On the surface of this dough, we have any combination of proteins, amino acid, starches, sugars, flavor notes, whatever, and these align in as many different permutations as they can manage. Each one of these becomes a flavor note in its own right, and it cooks from light to medium to dark, so it changes its character as the crust continues to cook. This whole phenomenon is called the "Maillard Reaction.” This has to do with the caramelization on the surface of food, and this is where the umami, where the meatiness character, of foods is developed.
Now, let's take a look at the crust detail. Now, depending on the flour and the grain that the chef chose and the fermentation, you're going to get any number of categories, such as "roasted," "fruity," and "resinous." The one category that I get more questions about is the "resinous" one. And with a resinous food, think of pine needles, a Christmas tree, or fresh Rosemary. It's that recurring oilyness character.

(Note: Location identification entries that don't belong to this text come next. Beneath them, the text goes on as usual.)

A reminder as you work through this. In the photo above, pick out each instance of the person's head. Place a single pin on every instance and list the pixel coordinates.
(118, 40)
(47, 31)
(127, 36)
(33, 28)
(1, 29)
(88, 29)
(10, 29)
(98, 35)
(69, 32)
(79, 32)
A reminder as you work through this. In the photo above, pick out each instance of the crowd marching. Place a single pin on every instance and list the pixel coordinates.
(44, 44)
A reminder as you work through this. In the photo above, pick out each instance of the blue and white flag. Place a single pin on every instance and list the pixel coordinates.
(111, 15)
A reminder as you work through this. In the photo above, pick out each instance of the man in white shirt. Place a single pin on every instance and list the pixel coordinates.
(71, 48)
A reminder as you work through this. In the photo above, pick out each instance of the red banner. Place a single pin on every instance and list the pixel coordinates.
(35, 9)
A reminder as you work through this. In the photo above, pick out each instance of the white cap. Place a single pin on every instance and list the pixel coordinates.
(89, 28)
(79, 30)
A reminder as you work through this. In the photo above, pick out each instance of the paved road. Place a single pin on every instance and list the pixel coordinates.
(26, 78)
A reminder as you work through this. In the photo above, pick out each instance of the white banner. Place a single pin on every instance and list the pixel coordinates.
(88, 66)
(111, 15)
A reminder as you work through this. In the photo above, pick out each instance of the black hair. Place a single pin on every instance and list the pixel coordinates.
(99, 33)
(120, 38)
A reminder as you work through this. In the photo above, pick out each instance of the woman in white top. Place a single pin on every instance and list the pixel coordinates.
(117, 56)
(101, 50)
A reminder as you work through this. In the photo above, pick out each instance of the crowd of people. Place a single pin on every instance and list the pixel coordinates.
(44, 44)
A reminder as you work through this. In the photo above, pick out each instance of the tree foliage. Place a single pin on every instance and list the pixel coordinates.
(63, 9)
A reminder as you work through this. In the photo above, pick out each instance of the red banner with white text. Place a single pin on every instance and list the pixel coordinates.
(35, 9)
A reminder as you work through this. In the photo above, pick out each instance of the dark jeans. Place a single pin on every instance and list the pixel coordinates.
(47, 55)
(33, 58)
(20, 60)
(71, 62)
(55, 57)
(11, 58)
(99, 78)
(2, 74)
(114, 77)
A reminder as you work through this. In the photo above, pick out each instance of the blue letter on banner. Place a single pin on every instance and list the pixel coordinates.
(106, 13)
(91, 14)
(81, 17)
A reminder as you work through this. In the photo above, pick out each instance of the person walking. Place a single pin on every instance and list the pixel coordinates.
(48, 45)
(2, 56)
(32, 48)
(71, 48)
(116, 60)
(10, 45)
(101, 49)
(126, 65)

For our final exercise, I'd like you to take another piece of your crust sample, and chew it, and, this time, see what specific notes you are able to bring out of your crust.
In my sample, I found dark beer, French roast coffee beans, unsweetened chocolate, and there was a little bit of blackstrap molasses.
That concludes our tasting fundamentals right there. There are many, many more topics that we can go into, but these are the basic skills that every time you taste bread, if you focus and think about those memories, you will develop your own flavor chart to such a degree that you'll be able to make different changes in your bread, put some rye flour in, maybe put a little bit of oat flour in, or some sorghum to bring a honey flavor to it. This is the realm, this is the alchemy of the baker, and this is your key to that experience.